Книга Год любви - Пауль Низон
Шрифт:
Интервал:
Закладка:
Я хорошо помню, как в период полового созревания во мне звучали фразы, проплывали перед глазами целые страницы текста. Но то же самое происходило со мной и позже, во время любовных свиданий, когда сразу после оргазма я погружался в воображаемый мир, в образы и видения. Однажды мне привиделось, что я пробрался через заросли, через мокрый от дождя подлесок в лесную чащу, я видел и чувствовал, как моего лица, моих щек касались тяжелые влажные ветки, я вдыхал их горьковатый запах, запах был острый, и острым было их холодное, жесткое прикосновение, я пробирался все глубже в чащу и вдруг увидел перед собой дерево, одиноко стоявшее на поляне, внезапно оно начало вздрагивать и трястись, оно словно изгибалось от смеха и как бы танцевало.

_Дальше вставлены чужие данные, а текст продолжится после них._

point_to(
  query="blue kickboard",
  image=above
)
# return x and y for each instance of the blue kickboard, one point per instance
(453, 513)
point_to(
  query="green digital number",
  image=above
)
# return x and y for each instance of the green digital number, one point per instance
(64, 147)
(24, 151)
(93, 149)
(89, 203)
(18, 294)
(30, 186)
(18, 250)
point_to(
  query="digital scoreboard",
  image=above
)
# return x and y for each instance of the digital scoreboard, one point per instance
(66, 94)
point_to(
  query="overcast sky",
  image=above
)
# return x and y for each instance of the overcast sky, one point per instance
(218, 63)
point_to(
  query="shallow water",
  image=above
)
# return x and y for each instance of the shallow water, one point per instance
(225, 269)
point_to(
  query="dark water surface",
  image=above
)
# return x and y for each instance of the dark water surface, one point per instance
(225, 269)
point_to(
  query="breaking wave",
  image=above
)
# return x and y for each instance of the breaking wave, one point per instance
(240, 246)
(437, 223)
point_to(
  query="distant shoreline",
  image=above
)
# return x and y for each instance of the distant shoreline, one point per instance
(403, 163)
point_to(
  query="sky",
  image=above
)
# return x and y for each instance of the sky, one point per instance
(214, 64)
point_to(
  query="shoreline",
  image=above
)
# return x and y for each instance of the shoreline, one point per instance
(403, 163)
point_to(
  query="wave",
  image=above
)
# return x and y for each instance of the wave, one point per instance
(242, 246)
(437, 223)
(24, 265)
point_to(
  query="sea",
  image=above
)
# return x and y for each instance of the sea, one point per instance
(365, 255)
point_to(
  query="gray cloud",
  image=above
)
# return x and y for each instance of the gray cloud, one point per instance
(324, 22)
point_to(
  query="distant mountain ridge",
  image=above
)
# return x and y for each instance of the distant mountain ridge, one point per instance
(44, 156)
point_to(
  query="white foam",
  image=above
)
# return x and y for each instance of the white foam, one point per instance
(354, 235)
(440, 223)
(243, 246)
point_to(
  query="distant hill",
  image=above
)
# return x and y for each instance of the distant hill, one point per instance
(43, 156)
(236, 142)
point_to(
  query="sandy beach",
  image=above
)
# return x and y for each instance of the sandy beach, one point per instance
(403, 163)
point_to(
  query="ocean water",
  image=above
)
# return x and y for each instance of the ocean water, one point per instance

Я смотрел на вздрагивающее, трясущееся при полном безветрии дерево и не понимал, как оно может без чьей-либо помощи двигаться, тем более танцевать, а сам в это время лежал рядом с женщиной, наши расслабленные тела касались друг друга, наше дыхание смешивалось. Я видел все очень ясно, все было как живое, казалось, невозможно все это выразить или представить с помощью слова, ясность была недостижимая, потрясающая, я лежал с невинным видом и созерцал эту картину.
Я думаю, именно это всеохватное эротическое жизнеощущение заманивало меня в сны наяву и было первой, предварительной ступенькой, на которой воображение создает вторую действительность, двойную жизнь — я очень рано начал стесняться своего внутреннего мира, из которого рождалась эта вторая действительность.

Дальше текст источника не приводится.